Forgotten History: the Union Station Massacre

Before I went out to Kansas City for Worldcon this year, I read up on the city and its history, and became fascinated by an event known as the Union Station Massacre. This shootout, on June 17, 1933, was the high-publicity rollout of the bank robbing, kidnapping, and mayhem that roiled the Midwest until the end of 1934. The marquee stars included John Dillinger, Bonnie and Clyde, the Barkers, Baby Face Nelson, and Pretty Boy Floyd.

In fact, almost all the mythic actions of these celebrity criminals fall into these couple of years. Dillinger's first bank robbery was four days after the Massacre, on June 21, 1933, and he was dead by July 22, 1934. Bonnie Parker and Clyde Barrow met in 1930, but Clyde didn't start killing people until 1932. They were killed on May 23, 1934. Romantic hero Floyd was killed on October 22, 1934, the twitchy killer Nelson on November 27 of that year, and poor clueless Ma Barker and her son Fred on January 16, 1935. The only high-profile freelance Public Enemy left was the sinister sociopath Alvin Karpis (aka "Old Creepy"), the last member of the Barker gang, and he was arrested on May 1, 1936, after a long period on the run.

But, aside from Pretty Boy Floyd (and this is debated, part of what makes the story interesting), none of these were involved at Union Station.

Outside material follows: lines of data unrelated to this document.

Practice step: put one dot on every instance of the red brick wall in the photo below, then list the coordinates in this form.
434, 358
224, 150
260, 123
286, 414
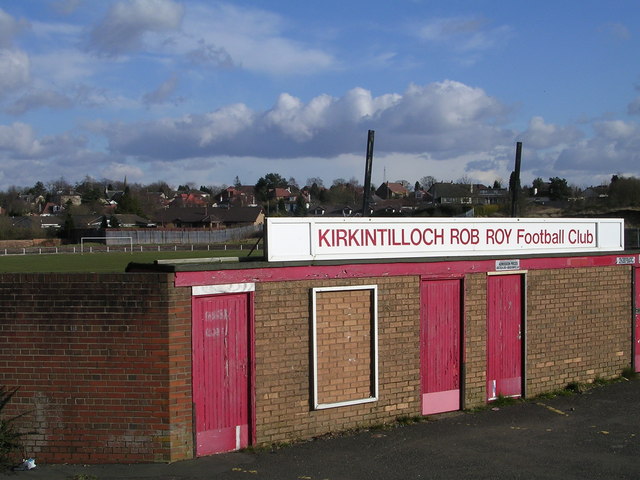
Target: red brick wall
103, 365
578, 328
104, 361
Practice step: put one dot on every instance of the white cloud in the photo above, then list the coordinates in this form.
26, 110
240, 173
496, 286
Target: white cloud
162, 93
39, 99
615, 146
250, 38
15, 68
542, 135
439, 117
127, 21
122, 170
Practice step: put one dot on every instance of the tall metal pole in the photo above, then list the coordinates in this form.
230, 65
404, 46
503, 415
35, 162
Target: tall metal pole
367, 174
515, 181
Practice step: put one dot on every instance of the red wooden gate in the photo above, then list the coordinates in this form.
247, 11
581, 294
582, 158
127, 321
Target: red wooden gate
504, 336
440, 336
220, 373
636, 321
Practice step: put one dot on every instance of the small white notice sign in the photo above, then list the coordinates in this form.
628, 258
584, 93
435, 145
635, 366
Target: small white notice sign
504, 265
625, 260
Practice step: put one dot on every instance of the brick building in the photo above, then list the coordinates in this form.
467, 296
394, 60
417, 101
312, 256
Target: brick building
167, 362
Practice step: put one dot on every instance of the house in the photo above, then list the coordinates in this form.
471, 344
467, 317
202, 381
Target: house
430, 329
390, 190
238, 216
241, 196
194, 198
38, 221
187, 217
492, 196
209, 217
452, 193
422, 196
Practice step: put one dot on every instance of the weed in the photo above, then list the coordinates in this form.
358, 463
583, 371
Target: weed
10, 438
503, 401
629, 373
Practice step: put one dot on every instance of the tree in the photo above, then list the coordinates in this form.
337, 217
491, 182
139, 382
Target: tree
538, 186
317, 180
267, 183
427, 182
404, 183
38, 189
624, 191
129, 203
558, 189
91, 192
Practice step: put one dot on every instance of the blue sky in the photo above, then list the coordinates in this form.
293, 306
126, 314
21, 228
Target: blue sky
203, 91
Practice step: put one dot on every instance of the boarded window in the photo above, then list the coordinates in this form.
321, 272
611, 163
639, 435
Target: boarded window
345, 346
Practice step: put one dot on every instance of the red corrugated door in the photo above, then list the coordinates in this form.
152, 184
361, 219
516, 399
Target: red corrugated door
636, 323
504, 336
220, 373
440, 312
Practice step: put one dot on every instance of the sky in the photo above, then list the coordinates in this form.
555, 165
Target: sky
202, 92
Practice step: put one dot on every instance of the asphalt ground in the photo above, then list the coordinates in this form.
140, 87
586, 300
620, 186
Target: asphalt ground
590, 435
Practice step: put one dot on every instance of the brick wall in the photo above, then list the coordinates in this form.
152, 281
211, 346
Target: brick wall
283, 400
579, 325
103, 365
578, 328
104, 361
475, 339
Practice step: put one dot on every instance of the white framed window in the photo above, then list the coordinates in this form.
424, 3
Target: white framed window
344, 345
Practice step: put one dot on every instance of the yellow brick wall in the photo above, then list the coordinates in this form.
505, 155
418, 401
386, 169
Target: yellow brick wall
578, 328
283, 353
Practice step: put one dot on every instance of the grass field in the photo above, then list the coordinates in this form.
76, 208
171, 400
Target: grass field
99, 262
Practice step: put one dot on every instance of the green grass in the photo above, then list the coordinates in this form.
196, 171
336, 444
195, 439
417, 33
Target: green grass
100, 262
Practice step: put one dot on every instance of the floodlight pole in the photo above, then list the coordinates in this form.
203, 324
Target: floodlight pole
367, 174
515, 186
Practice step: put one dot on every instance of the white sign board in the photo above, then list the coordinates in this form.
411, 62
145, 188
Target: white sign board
293, 239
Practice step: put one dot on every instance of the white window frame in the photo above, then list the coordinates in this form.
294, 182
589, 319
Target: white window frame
374, 336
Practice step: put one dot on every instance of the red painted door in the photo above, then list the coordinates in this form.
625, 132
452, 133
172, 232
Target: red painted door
440, 336
504, 336
636, 322
220, 373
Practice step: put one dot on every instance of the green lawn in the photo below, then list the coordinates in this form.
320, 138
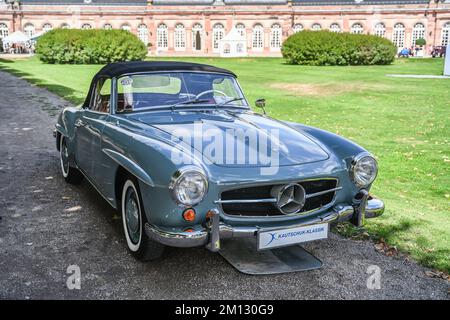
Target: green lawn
405, 122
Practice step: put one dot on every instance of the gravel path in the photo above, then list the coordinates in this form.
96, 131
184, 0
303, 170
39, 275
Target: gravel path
40, 237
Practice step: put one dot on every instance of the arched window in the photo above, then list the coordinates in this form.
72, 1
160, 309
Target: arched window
143, 33
197, 31
126, 27
29, 29
297, 27
275, 36
47, 27
418, 33
258, 37
180, 37
240, 27
380, 30
162, 37
398, 37
4, 32
357, 28
334, 27
218, 34
316, 27
446, 34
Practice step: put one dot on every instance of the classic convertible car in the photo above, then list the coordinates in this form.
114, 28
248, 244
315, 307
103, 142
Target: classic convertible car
176, 148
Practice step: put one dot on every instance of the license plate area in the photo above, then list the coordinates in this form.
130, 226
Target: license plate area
285, 237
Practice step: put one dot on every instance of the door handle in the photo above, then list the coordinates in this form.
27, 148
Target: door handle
79, 123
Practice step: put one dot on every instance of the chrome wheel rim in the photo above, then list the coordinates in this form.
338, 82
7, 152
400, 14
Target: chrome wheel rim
132, 216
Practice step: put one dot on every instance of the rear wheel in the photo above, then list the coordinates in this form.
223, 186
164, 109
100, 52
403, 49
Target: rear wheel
134, 219
71, 175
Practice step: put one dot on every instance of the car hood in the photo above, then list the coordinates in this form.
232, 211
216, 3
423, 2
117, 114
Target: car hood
236, 139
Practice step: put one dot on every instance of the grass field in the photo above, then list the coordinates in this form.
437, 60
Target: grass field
405, 122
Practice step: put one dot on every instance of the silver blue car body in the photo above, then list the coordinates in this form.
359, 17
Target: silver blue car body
105, 145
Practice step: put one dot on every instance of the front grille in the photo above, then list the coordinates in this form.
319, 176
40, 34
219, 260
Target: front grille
258, 201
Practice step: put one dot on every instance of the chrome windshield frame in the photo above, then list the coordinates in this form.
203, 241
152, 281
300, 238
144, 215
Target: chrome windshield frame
170, 107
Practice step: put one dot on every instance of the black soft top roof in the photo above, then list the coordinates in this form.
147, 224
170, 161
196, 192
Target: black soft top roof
118, 69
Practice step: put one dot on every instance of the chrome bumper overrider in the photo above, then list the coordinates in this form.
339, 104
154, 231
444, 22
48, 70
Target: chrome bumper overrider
215, 230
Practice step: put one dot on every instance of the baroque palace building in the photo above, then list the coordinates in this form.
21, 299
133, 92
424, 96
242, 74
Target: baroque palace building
195, 27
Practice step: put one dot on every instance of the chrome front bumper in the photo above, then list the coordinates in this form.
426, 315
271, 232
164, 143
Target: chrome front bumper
215, 230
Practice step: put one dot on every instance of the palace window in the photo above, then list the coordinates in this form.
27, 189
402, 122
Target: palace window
258, 37
398, 37
162, 37
357, 28
143, 33
47, 27
126, 27
316, 27
240, 27
4, 32
380, 30
275, 36
197, 30
180, 37
446, 34
334, 27
218, 34
418, 33
29, 29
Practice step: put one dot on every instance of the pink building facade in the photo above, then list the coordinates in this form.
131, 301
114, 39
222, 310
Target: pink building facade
194, 28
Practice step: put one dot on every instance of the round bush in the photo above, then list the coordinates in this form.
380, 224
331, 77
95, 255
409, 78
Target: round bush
89, 46
325, 48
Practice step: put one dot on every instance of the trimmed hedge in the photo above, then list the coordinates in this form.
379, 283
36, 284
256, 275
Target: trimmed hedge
325, 48
76, 46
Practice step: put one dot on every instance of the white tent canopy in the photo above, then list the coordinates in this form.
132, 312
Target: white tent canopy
16, 37
233, 45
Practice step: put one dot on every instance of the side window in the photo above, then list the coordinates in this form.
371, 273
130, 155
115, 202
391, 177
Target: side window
102, 96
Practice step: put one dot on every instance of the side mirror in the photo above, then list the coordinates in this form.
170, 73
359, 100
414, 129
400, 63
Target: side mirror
261, 103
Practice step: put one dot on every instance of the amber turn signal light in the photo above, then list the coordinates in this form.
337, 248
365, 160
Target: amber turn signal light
189, 215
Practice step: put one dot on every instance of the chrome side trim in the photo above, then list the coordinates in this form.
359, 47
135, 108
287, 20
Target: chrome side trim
129, 165
270, 200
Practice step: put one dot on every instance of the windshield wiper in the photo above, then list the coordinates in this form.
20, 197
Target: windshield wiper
188, 102
229, 101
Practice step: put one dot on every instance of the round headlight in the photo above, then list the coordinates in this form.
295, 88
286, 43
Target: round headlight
364, 169
189, 186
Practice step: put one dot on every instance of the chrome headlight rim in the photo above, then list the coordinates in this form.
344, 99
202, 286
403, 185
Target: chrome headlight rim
356, 159
176, 178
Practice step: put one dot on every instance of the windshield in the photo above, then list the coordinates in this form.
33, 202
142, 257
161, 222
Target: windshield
155, 90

So what happened? What made the morning end with four dead cops in the parking lot in front of Union Station, Kansas City?

A cop and a couple of federal agents (not yet called FBI) went to Hot Springs, Arkasas and kidnapped a known escaped bank robber named Frank Nash. They had to "kidnap" him because enforcing laws across state lines was incredibly difficult at that time, and Hot Springs was a completely criminal enterprise, a kind of gangster Riviera, and they knew they would be prevented if they went through channels. They got on a train the Union Station and called some locals to help them transfer their prisoner from the train to a car and thence to Leavenworth.

But the word got out, and three criminal associates of Nash decided to rescue him, with tommy guns. The result was a shootout that left four cops, both local and federal, dead, along with Nash, and two wounded. The shooters fled.

To show how different things were back then, locals picked up and pocketed the bullets and other detritus of the shootout as souvenirs, while newspaper reporters rearranged the dead bodies to make better photos, getting blood on their pants cuffs. Crime scenes seem to have been complete free-for-alls at this time. Remember, when the airship Shenandoah crashed in southern Ohio in 1925, thousands of locals came and looted the wreckage (though that they also looted the dead bodies of the crew seems to be untrue).

Coming only two days after the high-profile kidnapping of William Hamm, president of the brewery, by the Barkers and Karpis, in St. Paul, Minn,  this really made people see the country as in the grip of a wave of crime--and they weren't wrong. The homicide rate peaked at nearly 10 per 100,000 population in the early 1930s, a rate it would not reach again until the high-crime 1970s and 80s.

This is when J. Edgar Hoover professionalized what would become the FBI--and brilliantly managed its PR, turning it from a bunch of bureaucrats to a professional national police force, and the heroic agency of movies and TV. The Massacre not only kicked off the crime wave, it kicked off Hoover's career.

One of the shooters was a former sheriff named Vern Miller. After he escaped from an ambush at a Chicago apartment building, he vanished, to turn up dead in a ditch near Detroit, presumably the victim of competing criminals. But the other two? Oddly, their identification was never completely clear, even though the shootout took place in a crowded train station in mid-morning of a business day. Pretty Boy Floyd was strongly implicated, but refused to admit culpability as he lay dying of a belly wound in an Ohio cornfield. A man named Adam Richetti was eventually executed for his participation, but whether he was even there that day is hotly disputed.

I had never heard of this event before deciding to go to Kansas City, but am now a big fan. I visited the station a couple of times to see where it happened, and examined what is claimed to be a bullet chip in the front of the station (well, maybe....though it's probably just a random chip).

All the photos of the aftermath show the station parking lot with the bullet-riddled vehicle. I thought they faced city streets and buildings. Instead, turning in the other direction shows you the impressive World War One Memorial, with its Art Deco tower and veiled sphinxes, opened in 1926. It's a dramatic setting for a dramatic crime.